Late last week while looking over our existing scoring methods i was thinking that while counting incoming links is nice, a couple guys dominated search with (among other things) a better way to judge the quality of incoming links, aka PageRank.

PageRank takes a very simple input, it just needs a list of all links between pages. We happen to already store all of these in elasticsearch. I wrote a few scripts to suck out the full enwiki graph (~400M edges), ship it over to stat1002, throw it into hadoop, and crunch it with a few hundred cores.
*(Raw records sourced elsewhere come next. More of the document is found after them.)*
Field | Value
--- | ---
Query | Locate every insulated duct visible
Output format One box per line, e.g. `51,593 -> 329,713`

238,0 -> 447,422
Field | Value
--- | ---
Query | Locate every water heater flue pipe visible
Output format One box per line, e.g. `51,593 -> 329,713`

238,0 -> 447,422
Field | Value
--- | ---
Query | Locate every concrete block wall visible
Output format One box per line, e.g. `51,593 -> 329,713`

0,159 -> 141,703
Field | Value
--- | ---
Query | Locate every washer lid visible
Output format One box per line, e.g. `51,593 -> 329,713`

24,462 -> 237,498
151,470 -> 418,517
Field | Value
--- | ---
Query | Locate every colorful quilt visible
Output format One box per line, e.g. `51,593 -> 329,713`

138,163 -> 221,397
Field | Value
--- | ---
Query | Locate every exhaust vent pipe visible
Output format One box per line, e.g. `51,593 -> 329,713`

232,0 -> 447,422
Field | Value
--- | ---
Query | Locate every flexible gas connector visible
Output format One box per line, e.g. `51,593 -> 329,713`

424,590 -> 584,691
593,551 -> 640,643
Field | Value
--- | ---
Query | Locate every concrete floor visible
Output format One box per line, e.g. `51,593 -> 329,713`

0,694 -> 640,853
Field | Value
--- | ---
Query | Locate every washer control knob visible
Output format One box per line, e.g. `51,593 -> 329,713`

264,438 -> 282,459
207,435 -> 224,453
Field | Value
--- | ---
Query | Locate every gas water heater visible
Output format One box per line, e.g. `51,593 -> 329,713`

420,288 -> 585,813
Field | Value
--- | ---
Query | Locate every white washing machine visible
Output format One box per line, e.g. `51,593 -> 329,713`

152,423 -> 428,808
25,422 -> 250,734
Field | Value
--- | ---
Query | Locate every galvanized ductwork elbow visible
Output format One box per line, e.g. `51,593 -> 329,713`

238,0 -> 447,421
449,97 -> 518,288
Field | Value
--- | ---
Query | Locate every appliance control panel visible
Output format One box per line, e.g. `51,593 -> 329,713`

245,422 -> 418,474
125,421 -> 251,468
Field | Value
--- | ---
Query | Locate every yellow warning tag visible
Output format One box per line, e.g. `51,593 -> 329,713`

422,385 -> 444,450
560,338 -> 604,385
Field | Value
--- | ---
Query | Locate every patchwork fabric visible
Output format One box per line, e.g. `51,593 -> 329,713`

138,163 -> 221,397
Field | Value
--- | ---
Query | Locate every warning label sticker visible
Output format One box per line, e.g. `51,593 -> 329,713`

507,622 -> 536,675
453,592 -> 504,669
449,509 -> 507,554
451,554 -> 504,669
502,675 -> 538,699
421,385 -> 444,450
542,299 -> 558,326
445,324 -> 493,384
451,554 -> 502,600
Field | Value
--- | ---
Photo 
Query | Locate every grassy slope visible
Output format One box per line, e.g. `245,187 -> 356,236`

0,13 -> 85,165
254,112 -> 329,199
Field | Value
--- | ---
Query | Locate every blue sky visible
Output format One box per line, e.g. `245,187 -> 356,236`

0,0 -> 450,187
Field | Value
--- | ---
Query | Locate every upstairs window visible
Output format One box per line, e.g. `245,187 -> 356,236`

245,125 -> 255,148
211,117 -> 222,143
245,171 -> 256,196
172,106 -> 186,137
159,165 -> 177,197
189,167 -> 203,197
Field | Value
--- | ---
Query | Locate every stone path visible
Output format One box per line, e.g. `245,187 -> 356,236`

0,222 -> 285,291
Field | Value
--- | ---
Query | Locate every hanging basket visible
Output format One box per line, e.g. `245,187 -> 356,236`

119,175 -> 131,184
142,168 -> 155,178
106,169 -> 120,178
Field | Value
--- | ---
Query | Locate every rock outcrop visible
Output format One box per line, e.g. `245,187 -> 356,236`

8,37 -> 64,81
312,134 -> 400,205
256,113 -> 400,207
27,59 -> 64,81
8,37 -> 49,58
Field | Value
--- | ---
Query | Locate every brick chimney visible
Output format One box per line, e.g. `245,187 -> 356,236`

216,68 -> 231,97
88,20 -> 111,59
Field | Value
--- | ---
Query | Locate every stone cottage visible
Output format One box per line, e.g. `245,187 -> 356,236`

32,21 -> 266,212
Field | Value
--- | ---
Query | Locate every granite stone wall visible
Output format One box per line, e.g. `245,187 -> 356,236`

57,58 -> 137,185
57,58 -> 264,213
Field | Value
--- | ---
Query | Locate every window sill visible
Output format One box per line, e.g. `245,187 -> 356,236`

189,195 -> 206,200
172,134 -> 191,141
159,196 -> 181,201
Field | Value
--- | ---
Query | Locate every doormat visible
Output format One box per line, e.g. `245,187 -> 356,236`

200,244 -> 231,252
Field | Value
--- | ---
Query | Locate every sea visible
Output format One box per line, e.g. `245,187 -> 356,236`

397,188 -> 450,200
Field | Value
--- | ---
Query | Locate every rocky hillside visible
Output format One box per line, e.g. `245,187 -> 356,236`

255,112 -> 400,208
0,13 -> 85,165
The end result is a score for every NS_MAIN page in enwiki based on the quality of incoming links.

I've taken these calculated pagerank's and used them as the scoring method for search-as-you-type for http://en-suggesty.wmflabs.org.

Overall this seems promising as another scoring metric to integrate to our search results. Not sure yet how to figure out things like how much weight does pagerank have in the score? This might be yet another thing where building out our relevance lab would enable us to make more informed decisions.

Overall i think some sort of pipeline from hadoop into our scoring system could be quite useful. The initial idea seems to be to crunch data in hadoop, stuff it into a read-only api, and then query it back out at indexing time in elasticsearch to be held within the ES docs. I'm not sure what the best way will be, but having a simple and repeatable way to calculate scoring info in hadoop and ship that into ES will probably become more and more important.